Broadband breakdown

10 May 2006
00:00

Asia is still the world's biggest broadband market, but the rest of the world is catching up fast. Oh, and DSL still rules

For years, the Asia-Pacific market has been leading the charge in broadband access, driven famously by aggressive rollouts in Korea and Japan. But while it's still the largest regional broadband market in the world, and is still growing, other regions and non-Asian markets are swiftly catching up, according to annual data released in March by Point Topic.

Of the world's 209.3 million broadband lines tallied at the end of 2005, the Asia-Pacific market accounted for 40%. However, that's 2% less than its market share in 2004, according to the report by Point Topic analyst Katja Mueller, despite a 29% increase in broadband lines over the past year.

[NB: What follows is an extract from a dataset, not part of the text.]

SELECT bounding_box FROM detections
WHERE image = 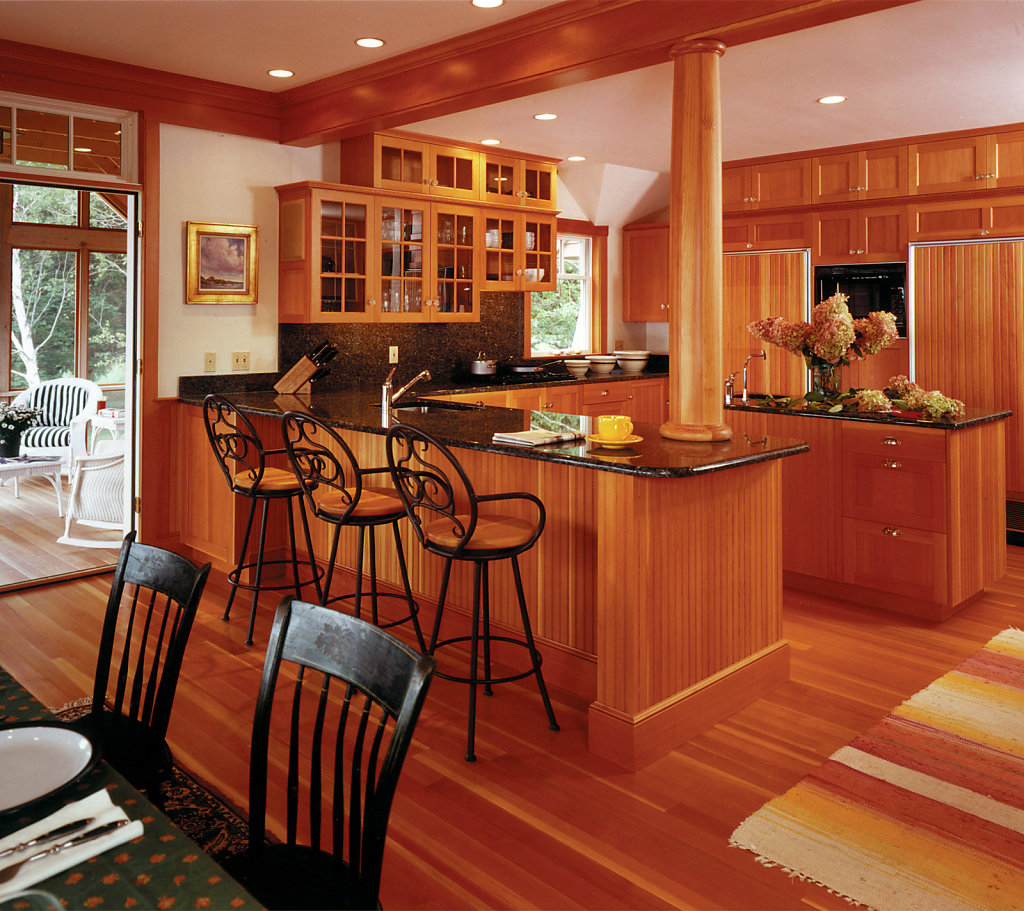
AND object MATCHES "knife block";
[273,354,317,395]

South Korea remains the world's leading broadband market by penetration (just over 25%), but saw negligible growth last year, and is now on the verge of being surpassed by Denmark and the Netherlands. Hong Kong and Finland are also coming up fast, both now at 23% broadband penetration.

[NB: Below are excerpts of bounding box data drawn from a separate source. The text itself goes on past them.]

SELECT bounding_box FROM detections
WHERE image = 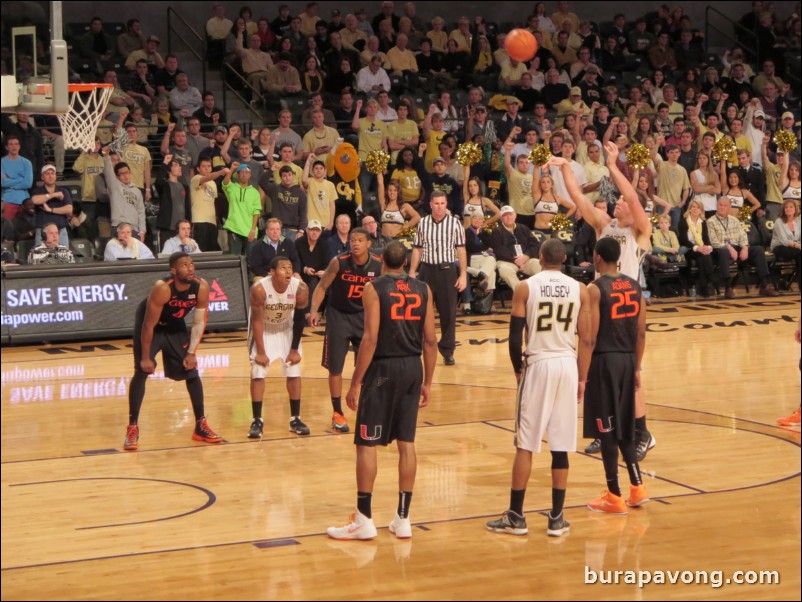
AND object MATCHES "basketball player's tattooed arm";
[546,157,610,235]
[304,257,340,327]
[418,285,437,408]
[249,282,269,366]
[286,282,309,366]
[576,284,598,403]
[184,280,209,370]
[508,282,529,384]
[139,280,170,374]
[346,281,381,411]
[635,296,646,390]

Meanwhile, the hottest regional growth markets for broadband take-up is the Middle East and Africa (MEA) and Eastern Europe. Both regions have the smallest shares of the broadband access pie (1% and 2%, respectively), but they're also the two fastest growing regions of the world, expanding 95.9% and 92.7% respectively in 2005.

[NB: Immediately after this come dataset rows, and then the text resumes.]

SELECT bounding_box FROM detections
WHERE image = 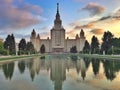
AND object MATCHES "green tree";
[18,38,27,54]
[4,34,16,55]
[101,31,113,54]
[2,62,14,80]
[26,42,35,54]
[40,44,45,53]
[0,42,7,55]
[70,46,77,53]
[83,40,90,53]
[18,61,25,74]
[91,36,99,54]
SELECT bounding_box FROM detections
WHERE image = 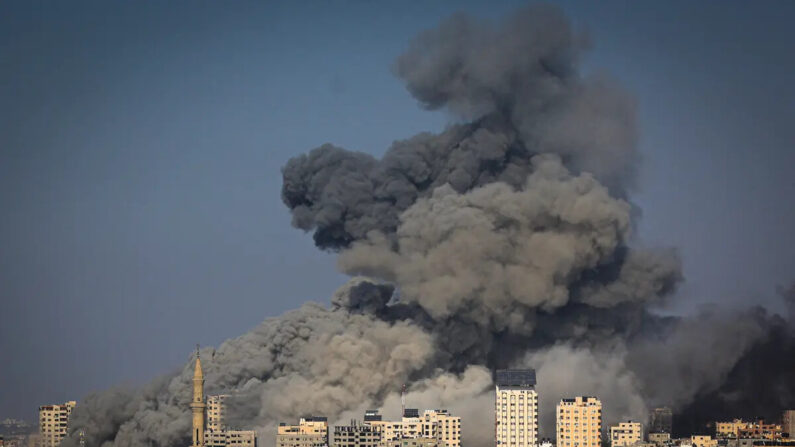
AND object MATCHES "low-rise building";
[715,419,749,439]
[204,394,257,447]
[610,421,643,447]
[737,419,784,439]
[331,420,381,447]
[364,408,461,447]
[276,416,328,447]
[380,437,440,447]
[648,433,671,446]
[39,400,77,447]
[690,435,718,447]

None of this to say that Asia Pacific is losing its momentum in the broadband race. Southeast Asia grew 45.4% year on year. China added 11.7 million new broadband lines in 2005, accounting for the bulk of Asia's 18.7 million new lines in the same time period. India is seeing triple-digit annual growth rates, with a 222% increase last year. The Philippines is growing at close to 250%. If anything, says Mueller, Asia's overall growth is being sandbagged by markets where broadband has been slow to catch on.

DSL: tomorrow's FTTH‾

As for technologies, DSL unsurprisingly still leads the broadband pack, accounting for two-thirds of the global market. Cable modems and FTTH still grew at a collective annual rate of 27.2%, but DSL grew just over 42%. The US remains the top cable modem market, and one of the few where cable modems outnumber DSL.

On the other hand, certain trends in saturated North American and Asian markets could herald an interesting change in direction at the expense of DSL - in favor of FTTH. Verizon in the US, and most major carriers in South Korea and Japan, have been aggressive in plans to migrate their DSL customers to FTTH. Point Topic's research doesn't separate cable modem numbers from FTTH take-up, but RBC Capital Markets analyst Mark Sue estimates that there are around six million FTTH connections worldwide, which he says amounts to 140% growth from 2004.

Still, it would be pushing things to suggest that today's DSL line is tomorrow's fiber connection - at least not in the next few years. Demand for faster speeds (for the purpose of offering richer content services like video and VoIP) is becoming a serious driver in saturated markets, but fiber isn't the only means of delivering that.